Ancient Korea had ‘sacrificial caste’ killed to please royalty, skeletons reveal

Entire families were sacrificed in Korea about 1,500 years ago in rituals to honour royalty, according to a new analysis of dozens of skeletons unearthed in Gyeongsan in the southeastern region of the Korean Peninsula.

The findings raise further questions about slavery, social mobility, and institutionalised violence in ancient Korean kingdoms.

They also offer the first large-scale scientific evidence of the social structure and customs of the era, proving close-kin marriages were common during the Silla Kingdom (57 BC to 935 AD).

In 1982, archaeologists first unearthed a burial complex in the region constructed some time between the 4th and 6th centuries.

It was thought to contain the graves of local ruling families with over 1,600 tombs and the remains of nearly 260 individuals unearthed from the site.

However, how people were buried in the region were related and the social hierarchy of the time had remained elusive.

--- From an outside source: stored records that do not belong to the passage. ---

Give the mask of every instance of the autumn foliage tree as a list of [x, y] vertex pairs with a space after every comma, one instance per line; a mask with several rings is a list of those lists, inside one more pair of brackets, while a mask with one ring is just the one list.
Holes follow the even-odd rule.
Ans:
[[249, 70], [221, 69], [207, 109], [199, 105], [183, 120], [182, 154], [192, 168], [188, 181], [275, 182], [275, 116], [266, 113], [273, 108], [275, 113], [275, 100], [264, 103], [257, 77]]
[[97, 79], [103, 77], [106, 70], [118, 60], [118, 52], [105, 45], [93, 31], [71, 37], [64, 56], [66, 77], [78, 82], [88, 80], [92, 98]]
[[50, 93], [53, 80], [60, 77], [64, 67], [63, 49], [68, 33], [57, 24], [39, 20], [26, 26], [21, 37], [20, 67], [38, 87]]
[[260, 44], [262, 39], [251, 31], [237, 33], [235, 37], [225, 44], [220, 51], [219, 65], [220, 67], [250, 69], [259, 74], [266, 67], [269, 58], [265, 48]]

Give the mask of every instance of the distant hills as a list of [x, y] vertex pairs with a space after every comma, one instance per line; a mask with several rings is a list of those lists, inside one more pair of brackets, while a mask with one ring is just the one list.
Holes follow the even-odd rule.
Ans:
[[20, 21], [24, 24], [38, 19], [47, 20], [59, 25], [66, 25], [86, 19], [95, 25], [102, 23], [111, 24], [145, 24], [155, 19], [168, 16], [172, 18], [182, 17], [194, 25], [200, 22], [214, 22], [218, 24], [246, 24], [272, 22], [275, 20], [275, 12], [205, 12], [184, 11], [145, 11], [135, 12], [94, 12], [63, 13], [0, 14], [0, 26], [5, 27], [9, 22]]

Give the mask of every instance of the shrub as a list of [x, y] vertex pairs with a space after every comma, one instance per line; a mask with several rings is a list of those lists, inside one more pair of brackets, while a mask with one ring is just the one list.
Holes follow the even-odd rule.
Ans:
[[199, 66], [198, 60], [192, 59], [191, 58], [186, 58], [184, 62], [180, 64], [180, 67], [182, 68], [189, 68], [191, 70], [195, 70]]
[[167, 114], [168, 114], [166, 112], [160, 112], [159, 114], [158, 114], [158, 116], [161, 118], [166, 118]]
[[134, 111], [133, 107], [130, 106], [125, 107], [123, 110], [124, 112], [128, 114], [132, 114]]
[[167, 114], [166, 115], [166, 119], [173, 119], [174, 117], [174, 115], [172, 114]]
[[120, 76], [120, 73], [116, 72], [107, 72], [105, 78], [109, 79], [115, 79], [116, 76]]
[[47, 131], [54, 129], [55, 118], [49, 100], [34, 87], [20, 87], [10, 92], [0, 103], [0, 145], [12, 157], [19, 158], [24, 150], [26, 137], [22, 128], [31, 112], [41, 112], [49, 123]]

In the latest study, scientists analysed genome-wide data from 78 human remains unearthed from 44 tombs at the Imdang-Joyeong burial complex in Gyeongsan.

At least 20 of the tombs displayed evidence of “sunjang”, a practice in which individuals were sacrificed and buried alongside the dead.

Scientists found that at least in three of the cases, closely related individuals, including parent-child pairs, were interred together in the same tomb.

One of the burial contained both parents and their child, researchers found.

“Our genetic findings are the first to confirm the acts of sunjang of an entire household,” they wrote in the study published in the journal Science Advances.

“If correct, the presence of what seems to have been a sacrificial caste in this regional polity outside of the Silla core has profound implications for how we understand Silla society,” Jack Davey, director of the Early Korean Studies Center in Cambridge, told Live Science.

Human skeletons found during excavation of an ancient burial site from the Apdok Kingdom, a part of the Three Kingdoms period in Korea
Human skeletons found during excavation of an ancient burial site from the Apdok Kingdom, a part of the Three Kingdoms period in Korea (Gyeongsan City)

The latest findings suggest people chosen for the sunjang ritual inherited their roles.

“Genetic relatedness among sacrificial individuals over generations may suggest the presence of families that served as sacrificial individuals for the grave owner class for consecutive generations,” researchers wrote.

Five of the individuals buried, both royal and non-royal, had parents who were closely related, scientists found, indicating that the Silla royal elites and the Silla people who were sacrificed practiced close-kin marriage.

Based on the evidence, researchers suspect there may have been a “sacrificial caste” in this region outside of the core political circle who inherited their roles to be buried along with the dead nobles.

Those selected to be sacrificed and buried may have been servants, retainers or dependents, reflecting a belief that the dead required attendants in the afterlife, scientists say.

Overall, the analysis “highlights a kinship structure distinct from those observed in ancient Europe and offer new insight into how local communities were organised” during this period, they said in a statement on Thursday.